After ten years of work in the IT industry and close to three years of PhD study I decided to move into academia and start to do research. Chances had driven me into the field of Human Language Processing (HLP), a new but not strange territory. Speech Synthesis in particular is an interdisciplinary area mostly based on linguistics, computer science and audio signal processing. I had done no specific work in this area before, but I did have more than preliminary knowledge in linguistics, acoustics, let alone document and text processing. Since it's new some learning overhead was necessary. But with my related background I was able to get to the essential part in a short period of time. Meanwhile I have found much interest in the area.

Language is one of the defining features of human beings and definitely one pillar of human intelligence. Therefore, HLP has been an essential part of Artificial Intelligence (AI) since the beginning of its several decades of history. Compared with other areas of HLP, speech synthesis, precisely text-to-speech (TTS) synthesis, is a relatively easier task. On the one hand, text is a more regulated and easily manageable source than speech. In other words, text has less degree of freedom than speech. So speech synthesis is easier than speech recognition. On the other hand, basic text-to-speech mapping is easy to achieve. It could be done just on the word level. So speech synthesis is easier than translation, which cannot be done on the word level. That's why intelligibility had been generally achieved long time ago in TTS synthesis while other areas are still striving for accuracy. However, TTS synthesis cannot lie on this advantage. With the advantage comes higher expectation. It has to aim higher, higher than basic intelligibility. This can be achieved still in the above two respects. One direction is to handle more diverse text. But more importantly we have to make the synthesized speech more expressive. Expressiveness includes prosody (duration, pitch, strength and rhythm), personalization (personal characteristics), emotion (e.g. happiness, sadness, anger), etc. This is our current research focus.

Many techniques in speech signal processing can be transferred to music signal processing (MSP). Speech signal and music signal are both audio signals and therefore share some common characteristics. General audio features in both kinds of signals can be processed with the same algorithms. But definitely music has its unique features compared with speech. Here we need knowledge of music theory rather than linguistics. With the growing demand in the internet age MSP has become an integral part of our research portfolio. For my personal development, it gives me a chance to deepen my knowledge of music theory and try something new in another interesting area.

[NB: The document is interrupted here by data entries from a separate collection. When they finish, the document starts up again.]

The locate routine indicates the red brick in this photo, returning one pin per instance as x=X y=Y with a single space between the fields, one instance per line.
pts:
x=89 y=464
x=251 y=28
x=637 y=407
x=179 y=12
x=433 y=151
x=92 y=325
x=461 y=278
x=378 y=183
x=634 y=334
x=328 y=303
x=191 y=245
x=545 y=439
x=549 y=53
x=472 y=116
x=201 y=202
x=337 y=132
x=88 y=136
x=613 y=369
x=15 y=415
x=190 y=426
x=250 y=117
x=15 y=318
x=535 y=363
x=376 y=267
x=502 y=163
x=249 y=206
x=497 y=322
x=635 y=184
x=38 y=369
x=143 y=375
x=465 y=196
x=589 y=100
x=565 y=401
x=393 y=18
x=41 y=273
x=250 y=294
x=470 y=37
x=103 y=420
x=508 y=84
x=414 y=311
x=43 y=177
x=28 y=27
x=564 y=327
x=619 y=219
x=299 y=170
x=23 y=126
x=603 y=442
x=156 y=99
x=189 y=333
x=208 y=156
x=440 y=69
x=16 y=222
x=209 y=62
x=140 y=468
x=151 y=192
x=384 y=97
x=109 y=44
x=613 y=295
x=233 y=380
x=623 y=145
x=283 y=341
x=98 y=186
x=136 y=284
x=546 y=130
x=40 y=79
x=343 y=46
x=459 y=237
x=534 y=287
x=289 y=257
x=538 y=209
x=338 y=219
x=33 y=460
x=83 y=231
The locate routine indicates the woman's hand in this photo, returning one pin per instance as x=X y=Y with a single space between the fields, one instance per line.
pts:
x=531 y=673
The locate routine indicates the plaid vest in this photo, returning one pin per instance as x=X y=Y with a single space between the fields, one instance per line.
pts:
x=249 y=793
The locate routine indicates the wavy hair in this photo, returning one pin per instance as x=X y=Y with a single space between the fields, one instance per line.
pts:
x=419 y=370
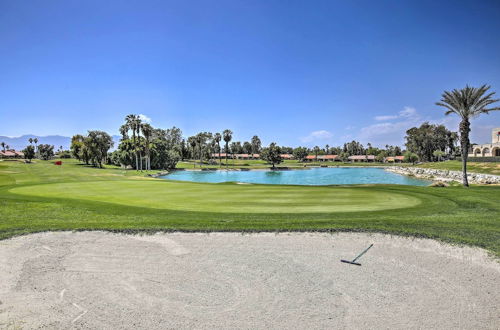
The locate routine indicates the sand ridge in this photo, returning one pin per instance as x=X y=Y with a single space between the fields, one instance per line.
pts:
x=231 y=280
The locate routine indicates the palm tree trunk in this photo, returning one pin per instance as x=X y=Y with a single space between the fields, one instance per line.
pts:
x=464 y=143
x=226 y=153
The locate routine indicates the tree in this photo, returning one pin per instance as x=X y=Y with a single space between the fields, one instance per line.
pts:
x=410 y=157
x=227 y=135
x=438 y=154
x=427 y=138
x=256 y=144
x=37 y=151
x=45 y=151
x=300 y=153
x=132 y=122
x=316 y=151
x=468 y=103
x=381 y=156
x=29 y=153
x=344 y=156
x=192 y=143
x=147 y=131
x=98 y=143
x=77 y=142
x=272 y=154
x=247 y=147
x=217 y=139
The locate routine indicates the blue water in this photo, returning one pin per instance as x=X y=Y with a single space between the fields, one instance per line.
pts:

At home I try to extend my PhD study in Philosophy of Technology and Modernity Theory and further develop key ideas in my dissertation. The current projects are philosophical characterization of technology, Chinese philosophy of technology and Chinese modernity construction. For a long time people had been talking about science and technology at the same time. Under the once standard conception of "technology as applied science," technology had eluded close scrutiny until very recently. It turned out that it's far more complicated. It definitely has close relationship with science, especially in its modern phase. However, design makes it comparable to art and with function it has significant ethical and political implications. A more comprehensive view of technology requires a triple characterization. In my dissertation I criticized both the dystopian and utopian views of modern technology and advocated a balanced stance. On the one hand we shouldn't demonize modern technology and blame it for all the modern malaises. On the other hand we should put modern technology in its appropriate role, which entails some kinds of control. One of my theses is that technology in traditional Chinese culture once embodied this balanced stance. Technology was well developed in traditional China, but it was always kept in a subordinate role. This balanced stance was lost step by step in the modernization process. A stronger support demands a comprehensive survey of Chinese thought about technology, from Pre-Qin to the modern period. This is the main content of the second project.

Chinese modernity construction has a much larger scope, both in breadth and depth. In gereral, Chinese modernity should be a synthesis of Chinese culture and modernity. This requires deconstruction of both Chinese traditional culture and Western modernity. The task of the first part is to identify the essential characteristics of Chinese culture, whereas the task of the second part is to extract the modern elements from Western modernity, filtering out the Western elements. In this project, we have to consider major aspects of Chinese and Western culture, and dive into their foundation. From the perspective of Chinese culture, Chinese modernity construction is its second fundamental revival. The second revival is said with reference to the first. The first revival of Chinese culture happened in the Song Dynasty about a millenium ago. It was the reaction of Chinese culture to the fundamental impact of Buddhism. In parallel, the second revival is the reaction of Chinese culture to the fundamental impact of Christianity. Both revivals are said against the formation of Chinese culture during the Pre-Qin period.